場外からなら上手く場内に収まるかも知れない。ルールならここから技を出したらもちろん反則だが、それを取るかどうかもまた紫次第なのだ。
(…行ってみるか!)
近づいて登らなければならない石台を飛び越そうと、じり、と助走距離をとる姫和にその意図を察したか、馘が構えを現わす。
「…!?」
どれ程の者が気付いたか。
姫和は、気付いているのか。
(あの構えは…!)
ミルヤも由依も清香も、異変に気付いた。
やや低い位置に居る姫和には見て取れないかも知れない。馘の足位が先と変じているのだ。御前試合初日、それをを目撃した刀使にとっては鮮烈すぎた刀勢は――
((唯一の太刀――!))
一条は場内の馘に。
一条は場外の姫和に。
稲妻は、二条走った。
(な…)
互いが互いを見失っていた。
それどころか、己が位置すら見失っていた。互いの目標が、互いに向かって極超音速で奔ったのだ。相対速度はマッハ10に達した可能性すらある。これは自衛隊のスタンダード地対空ミサイルですら迎撃不能の速度であった。
周囲を見回し、やっと気づく。
姫和は場内に居た。馘が居た辺りだったが突き貫いた筈の馘の姿は無い。
馘は場外に居た。もちろん姫和を貫くことは出来なかったにもかかわらず、襤褸の外からもそうと分かるくらいに、会心の笑みであった。

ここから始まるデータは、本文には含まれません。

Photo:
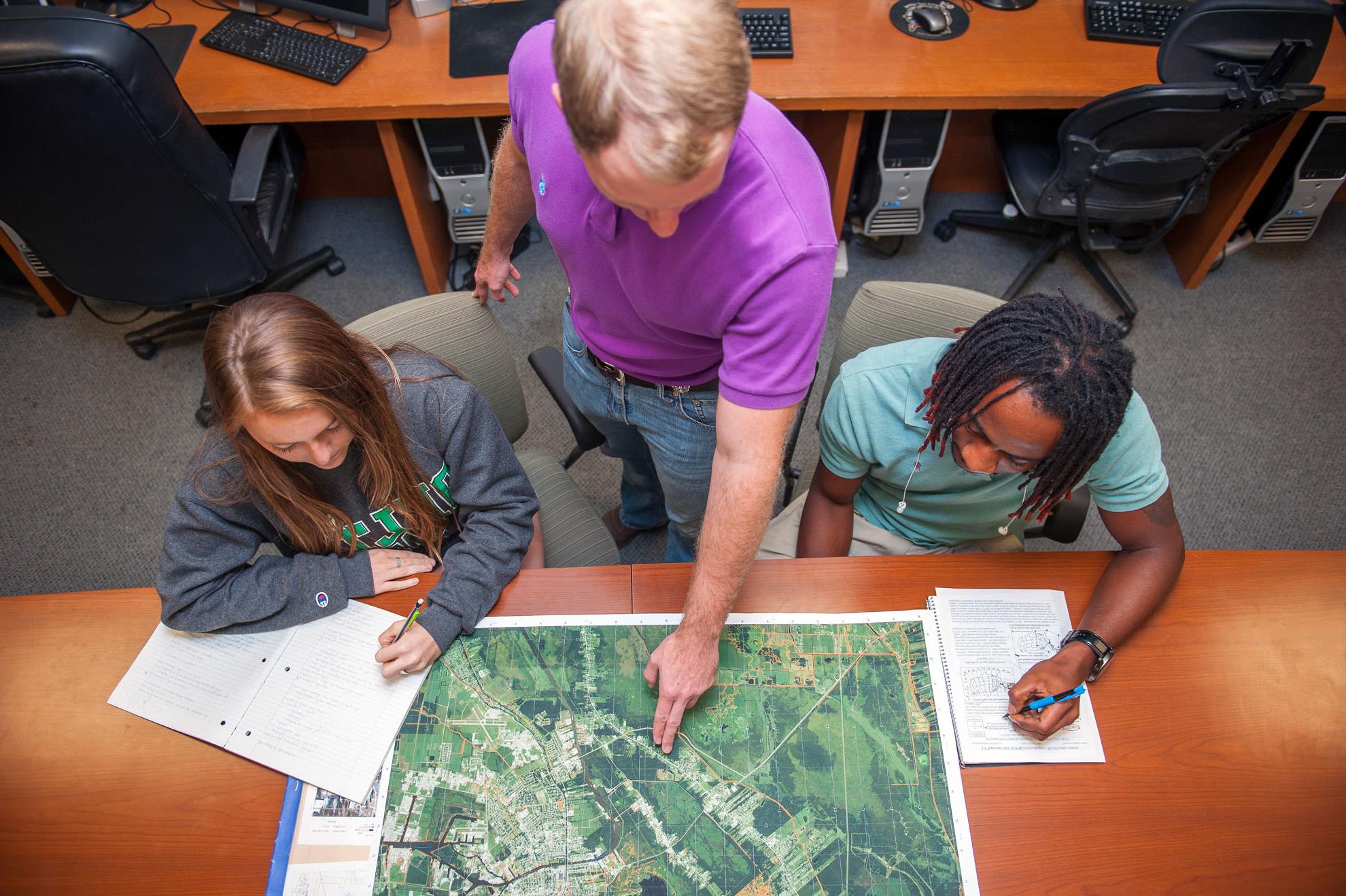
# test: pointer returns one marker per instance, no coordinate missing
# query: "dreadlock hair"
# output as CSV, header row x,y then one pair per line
x,y
1071,361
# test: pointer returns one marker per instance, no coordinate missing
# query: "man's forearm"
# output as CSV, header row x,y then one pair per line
x,y
512,196
1130,589
737,513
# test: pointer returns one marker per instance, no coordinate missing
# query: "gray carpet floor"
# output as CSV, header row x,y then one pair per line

「これ程とは…柊の秘剣恐るべし。しかし得たぞ、打倒折神の切り札を」
「馘きさま…」
何と言うことか。
馘は盗んだのだ。柊の秘太刀を。唯一の太刀を。
(ハナから、それが狙いか…!)
姫和は蒼白となっていた。
今際流試刀術の脅威に恐れをなした…のではない。
血の気が引いて蒼ざめる程に、姫和は憤っていたのだ。
馘は昨日、怨敵折神紫と同じく二刀流の刀使、七之里呼吹と仕合い、岩倉早苗の写シを盗み一指の太刀で辛くも勝利を得た。
これを馘は布石としたのだ。
「次鋒を用意されよ」
馘は言っていたが、呼吹に勝利すれば次の相手は五条丹穂か姫和か何れかになる。紫がトーナメントを変更する可能性もあるものの、そうはしないだろうと馘は読んだのだ。
姫和と対峙すれば一つの太刀を盗めるばかりか、一度写シを剥がれれば使用出来なくなる。伍箇伝は荒魂払いの秘剣を失うこととなり、損害は少なく無い。
対する折神紫が何処まで考慮していたのかは分からない。どうせ一つの太刀を盗まれるのならば、直接に一つの太刀をぶつけてしまえば良いと考えたのか。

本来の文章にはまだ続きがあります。